3SBio acquires pegsiticase global rights from EnzymeRx for $6.

It has been shown to profoundly lower the crystals when administered as by intravenous infusion and intramuscular injection, and was safe and well-tolerated in a pair of recent phase I clinical studies sponsored by EnzymeRx. Pegsiticase provides received Orphan Medication designation from the FDA for refractory gout, tumor lysis Lesch-Nyhan and syndrome Syndrome.

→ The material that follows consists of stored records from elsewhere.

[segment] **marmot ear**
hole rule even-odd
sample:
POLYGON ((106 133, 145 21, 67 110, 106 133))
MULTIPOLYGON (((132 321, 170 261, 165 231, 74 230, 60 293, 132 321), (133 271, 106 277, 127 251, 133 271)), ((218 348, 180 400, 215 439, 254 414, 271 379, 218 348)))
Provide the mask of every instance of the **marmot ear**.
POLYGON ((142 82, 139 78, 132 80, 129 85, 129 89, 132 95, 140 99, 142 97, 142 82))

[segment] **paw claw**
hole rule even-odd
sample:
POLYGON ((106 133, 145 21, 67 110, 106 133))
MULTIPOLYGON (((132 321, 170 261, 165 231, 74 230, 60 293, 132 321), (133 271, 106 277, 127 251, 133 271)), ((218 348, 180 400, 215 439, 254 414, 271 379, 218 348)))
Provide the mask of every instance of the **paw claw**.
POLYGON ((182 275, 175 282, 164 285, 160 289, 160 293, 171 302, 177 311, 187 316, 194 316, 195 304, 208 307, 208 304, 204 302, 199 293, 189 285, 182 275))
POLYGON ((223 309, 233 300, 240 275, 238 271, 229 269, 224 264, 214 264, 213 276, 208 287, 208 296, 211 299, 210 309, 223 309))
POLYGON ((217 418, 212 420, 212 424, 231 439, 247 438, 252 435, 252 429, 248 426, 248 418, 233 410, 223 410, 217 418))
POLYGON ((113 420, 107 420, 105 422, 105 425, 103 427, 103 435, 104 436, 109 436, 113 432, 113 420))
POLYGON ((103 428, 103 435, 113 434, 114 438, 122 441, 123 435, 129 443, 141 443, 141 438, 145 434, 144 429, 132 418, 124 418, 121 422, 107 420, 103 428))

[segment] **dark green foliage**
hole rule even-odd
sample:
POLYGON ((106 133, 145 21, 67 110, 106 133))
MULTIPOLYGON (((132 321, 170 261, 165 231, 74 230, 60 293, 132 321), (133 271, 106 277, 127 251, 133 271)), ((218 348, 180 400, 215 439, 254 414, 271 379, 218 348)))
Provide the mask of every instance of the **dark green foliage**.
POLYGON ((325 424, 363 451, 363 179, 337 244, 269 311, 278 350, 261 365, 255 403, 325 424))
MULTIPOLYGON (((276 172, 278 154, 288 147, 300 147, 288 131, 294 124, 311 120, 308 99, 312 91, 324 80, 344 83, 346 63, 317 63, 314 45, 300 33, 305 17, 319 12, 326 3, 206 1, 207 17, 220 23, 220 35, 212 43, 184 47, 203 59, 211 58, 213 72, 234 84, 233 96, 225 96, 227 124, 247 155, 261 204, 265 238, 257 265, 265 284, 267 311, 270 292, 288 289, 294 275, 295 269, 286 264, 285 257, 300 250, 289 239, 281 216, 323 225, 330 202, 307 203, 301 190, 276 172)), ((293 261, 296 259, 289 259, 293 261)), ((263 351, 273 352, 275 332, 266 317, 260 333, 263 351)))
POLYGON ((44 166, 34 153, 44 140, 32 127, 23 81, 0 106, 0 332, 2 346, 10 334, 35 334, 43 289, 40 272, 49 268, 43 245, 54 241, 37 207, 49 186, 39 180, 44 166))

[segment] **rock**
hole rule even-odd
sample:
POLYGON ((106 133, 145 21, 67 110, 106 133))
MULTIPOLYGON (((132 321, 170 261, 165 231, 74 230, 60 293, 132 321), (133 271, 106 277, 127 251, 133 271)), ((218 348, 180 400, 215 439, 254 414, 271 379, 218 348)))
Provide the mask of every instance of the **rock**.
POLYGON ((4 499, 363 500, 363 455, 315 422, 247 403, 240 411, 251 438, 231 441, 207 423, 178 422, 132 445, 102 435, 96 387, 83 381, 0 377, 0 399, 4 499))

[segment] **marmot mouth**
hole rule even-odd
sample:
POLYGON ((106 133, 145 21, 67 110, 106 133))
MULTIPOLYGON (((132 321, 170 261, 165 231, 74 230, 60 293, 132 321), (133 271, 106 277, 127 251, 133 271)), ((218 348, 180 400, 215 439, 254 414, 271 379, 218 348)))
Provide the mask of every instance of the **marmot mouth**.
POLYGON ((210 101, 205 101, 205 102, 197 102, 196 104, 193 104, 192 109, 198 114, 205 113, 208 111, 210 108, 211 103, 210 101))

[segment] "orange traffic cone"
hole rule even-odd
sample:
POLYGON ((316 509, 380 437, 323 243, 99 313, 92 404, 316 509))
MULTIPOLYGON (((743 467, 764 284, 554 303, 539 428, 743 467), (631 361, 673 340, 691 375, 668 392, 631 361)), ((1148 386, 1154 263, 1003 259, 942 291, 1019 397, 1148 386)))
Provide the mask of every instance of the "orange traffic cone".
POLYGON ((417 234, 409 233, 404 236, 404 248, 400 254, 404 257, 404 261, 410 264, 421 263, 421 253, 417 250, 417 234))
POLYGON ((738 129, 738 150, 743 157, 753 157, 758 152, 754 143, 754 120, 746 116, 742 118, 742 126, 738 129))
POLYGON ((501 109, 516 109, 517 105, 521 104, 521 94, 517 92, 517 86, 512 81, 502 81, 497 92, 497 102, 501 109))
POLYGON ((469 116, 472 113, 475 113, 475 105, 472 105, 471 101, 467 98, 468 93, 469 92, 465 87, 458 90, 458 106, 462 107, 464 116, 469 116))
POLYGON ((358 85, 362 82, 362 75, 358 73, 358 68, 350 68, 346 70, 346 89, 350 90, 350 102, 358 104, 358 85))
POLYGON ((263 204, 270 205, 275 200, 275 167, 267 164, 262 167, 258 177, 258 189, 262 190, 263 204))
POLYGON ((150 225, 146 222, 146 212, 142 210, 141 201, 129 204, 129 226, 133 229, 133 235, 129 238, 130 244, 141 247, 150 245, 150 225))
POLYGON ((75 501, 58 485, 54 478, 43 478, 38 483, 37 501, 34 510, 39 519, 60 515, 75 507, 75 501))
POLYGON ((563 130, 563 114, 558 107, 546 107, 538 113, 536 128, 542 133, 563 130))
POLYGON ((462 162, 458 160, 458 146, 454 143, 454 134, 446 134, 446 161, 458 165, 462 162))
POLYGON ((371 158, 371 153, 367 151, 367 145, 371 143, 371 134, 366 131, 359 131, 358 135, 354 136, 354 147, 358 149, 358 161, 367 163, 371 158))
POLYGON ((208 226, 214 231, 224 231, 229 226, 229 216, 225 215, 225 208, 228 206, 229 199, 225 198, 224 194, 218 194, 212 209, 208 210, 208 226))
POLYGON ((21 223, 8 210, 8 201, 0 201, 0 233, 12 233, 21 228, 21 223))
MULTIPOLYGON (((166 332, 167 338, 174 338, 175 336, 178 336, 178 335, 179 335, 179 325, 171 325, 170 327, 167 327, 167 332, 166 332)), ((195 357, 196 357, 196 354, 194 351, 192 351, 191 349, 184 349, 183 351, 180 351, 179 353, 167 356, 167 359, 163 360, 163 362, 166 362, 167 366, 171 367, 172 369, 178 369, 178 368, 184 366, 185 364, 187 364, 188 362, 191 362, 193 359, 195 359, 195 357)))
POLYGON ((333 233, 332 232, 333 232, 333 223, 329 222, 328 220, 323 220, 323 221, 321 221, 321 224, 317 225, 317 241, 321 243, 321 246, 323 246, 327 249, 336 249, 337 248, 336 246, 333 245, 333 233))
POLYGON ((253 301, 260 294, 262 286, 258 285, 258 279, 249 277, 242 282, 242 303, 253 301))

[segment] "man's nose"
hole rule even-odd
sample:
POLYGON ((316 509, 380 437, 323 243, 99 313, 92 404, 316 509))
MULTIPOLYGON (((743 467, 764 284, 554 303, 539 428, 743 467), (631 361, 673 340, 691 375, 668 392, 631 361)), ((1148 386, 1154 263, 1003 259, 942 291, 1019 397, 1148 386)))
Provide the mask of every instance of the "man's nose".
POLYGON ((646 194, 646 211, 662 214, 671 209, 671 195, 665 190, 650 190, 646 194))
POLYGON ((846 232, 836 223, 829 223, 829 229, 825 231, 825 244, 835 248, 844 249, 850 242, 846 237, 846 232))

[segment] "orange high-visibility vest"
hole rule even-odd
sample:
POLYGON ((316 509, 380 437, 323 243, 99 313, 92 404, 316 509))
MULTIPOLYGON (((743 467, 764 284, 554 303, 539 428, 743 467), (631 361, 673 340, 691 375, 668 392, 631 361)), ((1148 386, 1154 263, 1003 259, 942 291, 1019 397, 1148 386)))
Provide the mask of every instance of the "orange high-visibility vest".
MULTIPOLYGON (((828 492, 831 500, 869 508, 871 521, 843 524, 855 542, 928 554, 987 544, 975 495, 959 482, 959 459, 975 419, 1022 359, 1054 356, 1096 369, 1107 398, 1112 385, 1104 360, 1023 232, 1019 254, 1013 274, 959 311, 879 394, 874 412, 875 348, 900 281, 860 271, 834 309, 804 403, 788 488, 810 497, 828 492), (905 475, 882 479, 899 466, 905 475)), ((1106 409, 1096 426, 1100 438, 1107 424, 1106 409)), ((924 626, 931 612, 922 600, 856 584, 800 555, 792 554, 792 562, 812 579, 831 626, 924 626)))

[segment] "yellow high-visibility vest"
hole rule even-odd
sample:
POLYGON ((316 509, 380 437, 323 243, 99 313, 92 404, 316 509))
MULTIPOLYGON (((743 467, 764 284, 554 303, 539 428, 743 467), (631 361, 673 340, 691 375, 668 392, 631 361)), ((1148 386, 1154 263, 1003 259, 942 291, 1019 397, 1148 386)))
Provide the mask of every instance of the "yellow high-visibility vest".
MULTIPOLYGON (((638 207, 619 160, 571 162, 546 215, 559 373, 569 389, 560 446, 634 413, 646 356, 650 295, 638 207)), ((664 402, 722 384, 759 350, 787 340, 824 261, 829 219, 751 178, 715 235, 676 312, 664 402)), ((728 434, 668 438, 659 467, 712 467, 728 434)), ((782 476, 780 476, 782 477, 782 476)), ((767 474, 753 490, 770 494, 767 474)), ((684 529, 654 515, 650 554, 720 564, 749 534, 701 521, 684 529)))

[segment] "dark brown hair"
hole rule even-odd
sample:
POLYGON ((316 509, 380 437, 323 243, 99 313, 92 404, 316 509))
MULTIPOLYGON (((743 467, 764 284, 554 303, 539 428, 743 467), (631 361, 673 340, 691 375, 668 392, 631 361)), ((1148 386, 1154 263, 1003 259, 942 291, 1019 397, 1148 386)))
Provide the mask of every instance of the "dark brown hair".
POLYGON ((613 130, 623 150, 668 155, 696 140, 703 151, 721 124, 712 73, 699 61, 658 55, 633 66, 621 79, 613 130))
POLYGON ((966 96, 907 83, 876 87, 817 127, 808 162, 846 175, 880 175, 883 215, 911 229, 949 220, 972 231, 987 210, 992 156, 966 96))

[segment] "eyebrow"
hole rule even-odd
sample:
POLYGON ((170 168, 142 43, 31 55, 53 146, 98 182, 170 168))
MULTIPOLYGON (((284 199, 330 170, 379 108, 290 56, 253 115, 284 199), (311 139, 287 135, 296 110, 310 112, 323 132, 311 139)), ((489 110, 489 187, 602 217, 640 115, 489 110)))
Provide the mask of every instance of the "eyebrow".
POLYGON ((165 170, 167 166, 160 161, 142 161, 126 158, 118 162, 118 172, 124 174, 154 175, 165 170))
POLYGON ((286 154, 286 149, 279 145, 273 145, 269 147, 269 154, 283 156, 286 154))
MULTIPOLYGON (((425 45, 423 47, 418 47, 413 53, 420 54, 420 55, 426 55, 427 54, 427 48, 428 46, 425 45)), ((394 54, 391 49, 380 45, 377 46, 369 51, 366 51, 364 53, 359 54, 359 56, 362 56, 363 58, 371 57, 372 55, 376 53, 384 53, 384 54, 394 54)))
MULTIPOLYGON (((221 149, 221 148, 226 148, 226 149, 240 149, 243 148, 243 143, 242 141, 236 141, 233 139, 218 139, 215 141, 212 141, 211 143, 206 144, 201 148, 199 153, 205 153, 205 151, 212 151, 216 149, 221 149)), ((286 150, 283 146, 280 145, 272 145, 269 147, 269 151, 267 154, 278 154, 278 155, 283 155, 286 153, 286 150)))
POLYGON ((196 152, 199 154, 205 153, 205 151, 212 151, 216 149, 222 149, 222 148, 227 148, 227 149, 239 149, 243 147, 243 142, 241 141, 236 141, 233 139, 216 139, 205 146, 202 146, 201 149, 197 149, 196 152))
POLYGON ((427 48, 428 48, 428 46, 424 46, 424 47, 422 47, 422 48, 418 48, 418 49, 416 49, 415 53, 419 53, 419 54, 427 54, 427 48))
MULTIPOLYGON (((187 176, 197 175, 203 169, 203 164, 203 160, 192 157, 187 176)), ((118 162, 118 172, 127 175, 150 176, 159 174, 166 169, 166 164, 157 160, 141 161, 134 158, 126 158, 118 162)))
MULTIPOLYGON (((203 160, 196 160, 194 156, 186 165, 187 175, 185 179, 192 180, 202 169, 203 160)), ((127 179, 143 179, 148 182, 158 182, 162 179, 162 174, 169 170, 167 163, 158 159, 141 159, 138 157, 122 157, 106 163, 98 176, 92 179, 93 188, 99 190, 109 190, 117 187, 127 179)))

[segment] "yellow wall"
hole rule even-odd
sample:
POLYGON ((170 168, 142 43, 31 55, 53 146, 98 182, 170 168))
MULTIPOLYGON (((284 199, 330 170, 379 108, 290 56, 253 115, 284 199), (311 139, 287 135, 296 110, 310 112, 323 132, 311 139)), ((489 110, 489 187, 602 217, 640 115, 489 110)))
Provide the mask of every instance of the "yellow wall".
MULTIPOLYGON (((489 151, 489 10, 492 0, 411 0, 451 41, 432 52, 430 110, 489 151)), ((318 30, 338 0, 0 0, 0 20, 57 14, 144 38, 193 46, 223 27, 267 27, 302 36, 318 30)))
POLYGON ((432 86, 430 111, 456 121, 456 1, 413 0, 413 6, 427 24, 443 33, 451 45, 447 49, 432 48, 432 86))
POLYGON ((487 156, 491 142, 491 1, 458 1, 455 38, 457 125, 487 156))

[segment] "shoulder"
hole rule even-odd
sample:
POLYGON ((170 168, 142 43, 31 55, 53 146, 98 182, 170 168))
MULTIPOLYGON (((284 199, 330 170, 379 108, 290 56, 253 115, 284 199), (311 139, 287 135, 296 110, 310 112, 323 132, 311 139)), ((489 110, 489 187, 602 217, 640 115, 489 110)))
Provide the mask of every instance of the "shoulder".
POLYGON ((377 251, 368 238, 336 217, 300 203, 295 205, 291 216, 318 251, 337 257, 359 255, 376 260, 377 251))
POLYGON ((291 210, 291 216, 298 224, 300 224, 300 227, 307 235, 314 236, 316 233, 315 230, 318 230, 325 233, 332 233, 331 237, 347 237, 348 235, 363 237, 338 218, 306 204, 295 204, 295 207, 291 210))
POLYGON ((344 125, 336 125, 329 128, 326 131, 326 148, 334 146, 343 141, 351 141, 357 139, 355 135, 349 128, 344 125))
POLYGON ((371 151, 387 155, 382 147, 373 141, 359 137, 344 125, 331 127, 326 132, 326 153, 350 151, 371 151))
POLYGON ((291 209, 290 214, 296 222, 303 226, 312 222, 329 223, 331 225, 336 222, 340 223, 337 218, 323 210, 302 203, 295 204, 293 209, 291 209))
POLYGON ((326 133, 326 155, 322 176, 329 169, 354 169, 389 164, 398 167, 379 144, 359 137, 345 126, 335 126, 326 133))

Related StoriesSRS microscope technology provides surgeons real-period microscopic vision of brain tumorsUCSD researchers develop brand-new computational strategy to find tumor-shrinking moleculesChemotherapy treatment can donate to long-term neurocognitive deficits in pediatric mind tumor survivors 3SBio intends to build up pegsiticase in China and can seek partnerships for advancement outside of China.Related StoriesCornell biomedical engineers develop 'very natural killer cells' to destroy cancers cells in lymph nodesOvarian tumor patients with a brief history of oral contraceptive use have better outcomesNew results reveal association between colorectal cancers and melanoma drug treatmentIn the four-arm trial, researchers randomly assigned 1,803 premenopausal patients with early-stage, estrogen receptor -positive breast malignancy to get tamoxifen or anastrazole or each one of these two remedies with zoledronic acid for 3 years. In the original report, presented in 2008, Gnant and his colleagues reported significantly improved disease-free survival. The most recent long-term data, at 84 weeks after treatment, revealed a 28 % reduced risk for recurrence and a 36 % reduction in risk for death among patients treated with zoledronic acid.